Financial Daily from THE HINDU group of publications
Tuesday, Aug 30, 2005
Industry & Economy
Agri-Biz & Commodities - Agricultural Policy
`Multi-crop farmlands won't be acquired for setting up industries': West Bengal CM
The West Bengal Chief Minister, Mr Buddhadeb Bhattacharjee, addressing presspersons in Kolkata on Monday. A. Roy Chowdhury
Kolkata , Aug. 29
THE West Bengal Chief Minister, Mr Buddhadeb Bhattacharjee, has sought to allay apprehensions expressed by some of his partners in the Left Front regarding his efforts to attract investment from Singapore and Indonesia while on a recent visit to the two countries.
Speaking to presspersons here, Mr Bhattacharjee said it was but natural for people to be apprehensive over his reported statements pertaining to foreign direct investment in West Bengal in general and acquisition of agricultural land for industrial purposes in particular.
To allay unfounded fears in this regard, he has requested the Chairman of the Left front, Mr Biman Bose, to convene a meeting of Left front partners so that he could explain his stand in detail.
Mr Bhattacharjee outlined the proposed investment plans of Indonesia's Salim Group and the Bakhri Group. These include the setting up of a two-wheeler plant in Uluberia, a township in western Howrah and a logistics hub and a health city, among others, by the Salim Group.
The Bakhri Group has proposed to set up a coal mixing plant using good quality coal from Indonesia and low-quality coal from India.
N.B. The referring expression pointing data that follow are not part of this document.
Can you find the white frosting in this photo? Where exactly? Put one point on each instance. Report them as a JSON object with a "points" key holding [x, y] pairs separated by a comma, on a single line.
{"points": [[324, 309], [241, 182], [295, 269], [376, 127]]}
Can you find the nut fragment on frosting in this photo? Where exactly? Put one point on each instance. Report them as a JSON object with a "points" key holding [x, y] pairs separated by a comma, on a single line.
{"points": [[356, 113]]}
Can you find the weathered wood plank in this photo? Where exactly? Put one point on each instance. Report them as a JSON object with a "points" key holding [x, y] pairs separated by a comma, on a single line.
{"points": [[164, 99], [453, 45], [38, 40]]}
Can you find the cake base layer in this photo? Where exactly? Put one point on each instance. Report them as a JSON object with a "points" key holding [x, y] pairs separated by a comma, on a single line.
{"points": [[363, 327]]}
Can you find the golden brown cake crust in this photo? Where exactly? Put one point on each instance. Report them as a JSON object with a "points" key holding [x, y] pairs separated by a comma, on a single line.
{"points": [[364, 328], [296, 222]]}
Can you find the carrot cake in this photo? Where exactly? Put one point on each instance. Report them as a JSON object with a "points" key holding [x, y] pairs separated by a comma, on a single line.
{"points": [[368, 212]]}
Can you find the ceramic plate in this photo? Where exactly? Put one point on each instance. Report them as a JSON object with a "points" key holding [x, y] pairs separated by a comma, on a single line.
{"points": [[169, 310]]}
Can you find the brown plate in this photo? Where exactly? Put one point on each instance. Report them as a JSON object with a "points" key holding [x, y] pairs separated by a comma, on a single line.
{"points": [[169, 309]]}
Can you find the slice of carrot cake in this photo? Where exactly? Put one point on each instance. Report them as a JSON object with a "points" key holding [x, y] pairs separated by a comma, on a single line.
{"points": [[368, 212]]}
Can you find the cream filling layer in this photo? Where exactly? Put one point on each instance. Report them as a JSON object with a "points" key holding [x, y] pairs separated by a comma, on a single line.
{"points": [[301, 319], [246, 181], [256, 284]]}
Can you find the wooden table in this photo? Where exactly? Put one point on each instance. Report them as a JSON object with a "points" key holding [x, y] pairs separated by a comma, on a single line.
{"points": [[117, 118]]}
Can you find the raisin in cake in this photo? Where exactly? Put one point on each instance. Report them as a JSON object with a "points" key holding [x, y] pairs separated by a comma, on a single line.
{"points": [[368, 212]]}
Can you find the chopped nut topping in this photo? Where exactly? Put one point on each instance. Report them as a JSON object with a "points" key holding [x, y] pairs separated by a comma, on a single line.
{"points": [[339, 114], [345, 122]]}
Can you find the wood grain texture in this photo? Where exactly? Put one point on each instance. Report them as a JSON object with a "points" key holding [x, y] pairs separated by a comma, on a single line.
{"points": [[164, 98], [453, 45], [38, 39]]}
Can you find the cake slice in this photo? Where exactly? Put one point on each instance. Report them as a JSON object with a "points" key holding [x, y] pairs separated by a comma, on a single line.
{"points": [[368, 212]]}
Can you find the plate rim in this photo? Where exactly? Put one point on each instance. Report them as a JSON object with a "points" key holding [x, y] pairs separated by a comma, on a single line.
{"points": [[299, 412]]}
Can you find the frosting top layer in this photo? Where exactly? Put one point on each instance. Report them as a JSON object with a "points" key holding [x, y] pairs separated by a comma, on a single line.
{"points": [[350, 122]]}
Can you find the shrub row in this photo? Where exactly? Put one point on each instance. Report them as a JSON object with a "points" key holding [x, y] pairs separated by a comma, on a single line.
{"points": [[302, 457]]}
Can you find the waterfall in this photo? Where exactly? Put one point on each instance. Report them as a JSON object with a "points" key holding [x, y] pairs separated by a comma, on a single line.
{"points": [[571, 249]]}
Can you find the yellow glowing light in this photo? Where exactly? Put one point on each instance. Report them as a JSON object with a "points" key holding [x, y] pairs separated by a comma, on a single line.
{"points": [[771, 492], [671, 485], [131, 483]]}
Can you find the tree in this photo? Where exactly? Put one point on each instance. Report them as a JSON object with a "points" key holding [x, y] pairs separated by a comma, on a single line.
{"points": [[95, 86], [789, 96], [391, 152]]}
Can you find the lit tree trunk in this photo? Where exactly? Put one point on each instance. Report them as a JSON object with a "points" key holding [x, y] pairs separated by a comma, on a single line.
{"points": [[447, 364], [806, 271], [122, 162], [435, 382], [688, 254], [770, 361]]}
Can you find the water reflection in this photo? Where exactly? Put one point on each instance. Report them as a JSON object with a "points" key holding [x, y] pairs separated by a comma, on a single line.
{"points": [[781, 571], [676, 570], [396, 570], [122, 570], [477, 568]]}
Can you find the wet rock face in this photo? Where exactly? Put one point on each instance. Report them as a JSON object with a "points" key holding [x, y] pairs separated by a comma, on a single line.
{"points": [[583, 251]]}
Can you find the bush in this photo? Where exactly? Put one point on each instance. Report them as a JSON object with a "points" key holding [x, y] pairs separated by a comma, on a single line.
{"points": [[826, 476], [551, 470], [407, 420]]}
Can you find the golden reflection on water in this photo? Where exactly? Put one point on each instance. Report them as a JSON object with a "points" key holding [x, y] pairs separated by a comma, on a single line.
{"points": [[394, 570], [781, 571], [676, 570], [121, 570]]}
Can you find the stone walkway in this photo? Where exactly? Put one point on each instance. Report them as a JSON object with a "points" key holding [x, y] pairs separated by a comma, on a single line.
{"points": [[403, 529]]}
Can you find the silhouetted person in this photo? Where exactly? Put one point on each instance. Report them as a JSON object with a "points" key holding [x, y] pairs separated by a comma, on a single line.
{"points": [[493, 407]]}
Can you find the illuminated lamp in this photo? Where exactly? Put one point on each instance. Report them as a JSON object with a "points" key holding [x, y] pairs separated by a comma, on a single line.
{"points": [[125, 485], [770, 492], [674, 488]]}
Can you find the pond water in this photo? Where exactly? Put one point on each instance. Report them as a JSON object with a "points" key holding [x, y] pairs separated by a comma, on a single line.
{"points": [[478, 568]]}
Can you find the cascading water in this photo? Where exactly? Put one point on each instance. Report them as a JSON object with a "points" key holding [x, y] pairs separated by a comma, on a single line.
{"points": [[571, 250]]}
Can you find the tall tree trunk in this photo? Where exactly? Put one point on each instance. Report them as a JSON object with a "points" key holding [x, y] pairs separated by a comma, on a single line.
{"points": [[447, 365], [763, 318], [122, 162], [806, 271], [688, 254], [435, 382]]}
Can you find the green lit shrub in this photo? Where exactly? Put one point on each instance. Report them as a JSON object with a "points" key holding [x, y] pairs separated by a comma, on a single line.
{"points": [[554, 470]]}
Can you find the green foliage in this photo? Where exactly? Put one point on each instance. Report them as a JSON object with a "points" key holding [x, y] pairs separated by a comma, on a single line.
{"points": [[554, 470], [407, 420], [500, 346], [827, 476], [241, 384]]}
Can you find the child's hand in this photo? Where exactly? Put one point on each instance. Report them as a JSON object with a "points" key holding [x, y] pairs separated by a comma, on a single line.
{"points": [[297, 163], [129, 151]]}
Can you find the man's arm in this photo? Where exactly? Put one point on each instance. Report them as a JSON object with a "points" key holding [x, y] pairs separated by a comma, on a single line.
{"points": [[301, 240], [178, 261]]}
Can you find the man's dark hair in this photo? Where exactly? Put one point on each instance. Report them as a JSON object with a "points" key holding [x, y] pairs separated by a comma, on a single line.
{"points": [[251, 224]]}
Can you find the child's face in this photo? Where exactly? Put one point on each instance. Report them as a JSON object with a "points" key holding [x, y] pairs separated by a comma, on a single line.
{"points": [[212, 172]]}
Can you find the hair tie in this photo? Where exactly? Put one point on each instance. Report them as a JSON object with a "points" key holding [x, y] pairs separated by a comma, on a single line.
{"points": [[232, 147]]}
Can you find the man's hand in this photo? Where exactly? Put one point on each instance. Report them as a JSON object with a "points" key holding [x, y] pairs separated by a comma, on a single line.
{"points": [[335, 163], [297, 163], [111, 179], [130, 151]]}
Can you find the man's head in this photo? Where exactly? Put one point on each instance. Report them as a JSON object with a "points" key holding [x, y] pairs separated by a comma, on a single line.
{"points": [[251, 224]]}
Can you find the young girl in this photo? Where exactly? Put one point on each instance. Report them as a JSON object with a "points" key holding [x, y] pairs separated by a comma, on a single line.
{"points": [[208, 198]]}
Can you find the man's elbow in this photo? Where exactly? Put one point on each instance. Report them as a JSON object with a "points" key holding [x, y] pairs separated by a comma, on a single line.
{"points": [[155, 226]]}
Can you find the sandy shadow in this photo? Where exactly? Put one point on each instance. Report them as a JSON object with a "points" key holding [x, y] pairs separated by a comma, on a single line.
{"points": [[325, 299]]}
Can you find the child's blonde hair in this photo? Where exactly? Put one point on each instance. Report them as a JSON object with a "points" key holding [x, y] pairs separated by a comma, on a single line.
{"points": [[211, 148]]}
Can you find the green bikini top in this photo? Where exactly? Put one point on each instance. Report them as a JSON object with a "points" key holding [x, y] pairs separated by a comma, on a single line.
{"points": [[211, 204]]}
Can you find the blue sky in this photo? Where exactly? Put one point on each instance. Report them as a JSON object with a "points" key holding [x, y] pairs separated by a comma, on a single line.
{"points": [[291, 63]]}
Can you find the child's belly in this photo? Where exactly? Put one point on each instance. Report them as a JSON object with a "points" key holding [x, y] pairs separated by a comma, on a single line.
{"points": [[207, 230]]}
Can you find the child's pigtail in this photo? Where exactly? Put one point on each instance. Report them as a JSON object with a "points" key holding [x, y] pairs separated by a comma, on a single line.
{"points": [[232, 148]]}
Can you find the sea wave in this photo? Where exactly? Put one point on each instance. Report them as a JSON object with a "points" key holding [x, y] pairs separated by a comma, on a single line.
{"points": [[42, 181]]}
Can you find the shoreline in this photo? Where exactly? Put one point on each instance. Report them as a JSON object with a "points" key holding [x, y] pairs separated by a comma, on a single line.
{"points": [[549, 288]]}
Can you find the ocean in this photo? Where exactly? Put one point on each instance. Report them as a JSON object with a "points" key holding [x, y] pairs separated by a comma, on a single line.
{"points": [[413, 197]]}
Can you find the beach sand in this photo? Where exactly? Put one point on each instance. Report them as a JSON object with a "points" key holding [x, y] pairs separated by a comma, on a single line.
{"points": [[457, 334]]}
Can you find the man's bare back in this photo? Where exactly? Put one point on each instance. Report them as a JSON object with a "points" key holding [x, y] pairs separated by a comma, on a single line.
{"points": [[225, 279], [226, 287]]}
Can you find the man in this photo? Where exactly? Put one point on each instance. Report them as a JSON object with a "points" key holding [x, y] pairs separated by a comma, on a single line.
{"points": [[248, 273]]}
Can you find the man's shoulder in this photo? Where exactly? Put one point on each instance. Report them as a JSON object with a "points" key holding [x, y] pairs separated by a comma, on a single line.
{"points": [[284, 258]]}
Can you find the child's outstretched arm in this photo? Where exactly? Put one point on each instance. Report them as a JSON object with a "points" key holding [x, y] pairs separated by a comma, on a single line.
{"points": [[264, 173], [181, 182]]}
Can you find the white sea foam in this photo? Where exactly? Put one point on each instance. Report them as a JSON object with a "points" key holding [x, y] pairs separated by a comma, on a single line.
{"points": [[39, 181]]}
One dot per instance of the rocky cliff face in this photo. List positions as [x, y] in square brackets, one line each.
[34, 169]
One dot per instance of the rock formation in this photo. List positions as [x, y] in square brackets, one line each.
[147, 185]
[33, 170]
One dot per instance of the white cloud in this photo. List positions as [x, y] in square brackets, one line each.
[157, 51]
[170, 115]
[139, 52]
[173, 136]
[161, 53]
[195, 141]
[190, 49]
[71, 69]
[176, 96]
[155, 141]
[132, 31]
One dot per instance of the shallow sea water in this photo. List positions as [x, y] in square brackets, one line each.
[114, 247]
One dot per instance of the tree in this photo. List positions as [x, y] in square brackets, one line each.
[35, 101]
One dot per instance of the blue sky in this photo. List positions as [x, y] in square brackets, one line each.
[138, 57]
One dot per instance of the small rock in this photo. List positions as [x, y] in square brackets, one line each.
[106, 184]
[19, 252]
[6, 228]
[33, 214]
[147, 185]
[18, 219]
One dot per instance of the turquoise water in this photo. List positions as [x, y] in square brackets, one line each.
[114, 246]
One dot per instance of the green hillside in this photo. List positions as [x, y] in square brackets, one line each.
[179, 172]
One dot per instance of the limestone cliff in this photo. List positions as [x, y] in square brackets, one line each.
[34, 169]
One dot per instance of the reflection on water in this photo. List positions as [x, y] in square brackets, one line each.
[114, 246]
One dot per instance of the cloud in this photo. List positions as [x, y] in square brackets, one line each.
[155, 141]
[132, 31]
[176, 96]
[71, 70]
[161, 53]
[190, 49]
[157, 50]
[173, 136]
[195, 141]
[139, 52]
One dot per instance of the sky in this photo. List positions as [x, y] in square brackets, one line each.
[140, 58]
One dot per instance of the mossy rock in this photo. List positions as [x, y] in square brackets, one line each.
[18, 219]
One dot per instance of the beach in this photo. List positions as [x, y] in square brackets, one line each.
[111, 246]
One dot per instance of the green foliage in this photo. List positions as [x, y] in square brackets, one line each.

It has also proposed to set up a rubber tyre plant.
Mr Bhattacharjee clarified that since 65 per cent of the people in West Bengal were dependent upon the agriculture sector, care would be taken to ensure that multi-crop farmlands were not acquired for industrial purposes. Only farmlands that have single cropping would be given for industrialisation purposes, albeit after payment of compensation to farmers and share croppers and after offering them rehabilitation packages.
He said there was no question of compromising on the state's food security and the interests of the horticulture and floriculture sectors.
Stating that the time had come for all to "reform, perform or perish", Mr Bhattacharjee said West Bengal had shown the way for land reforms and reforms of public sector undertakings. It was now focusing on public-private partnership. "This is not against Marxism, which is a science and not a dogma. We have to learn from our experiences and move ahead", he said.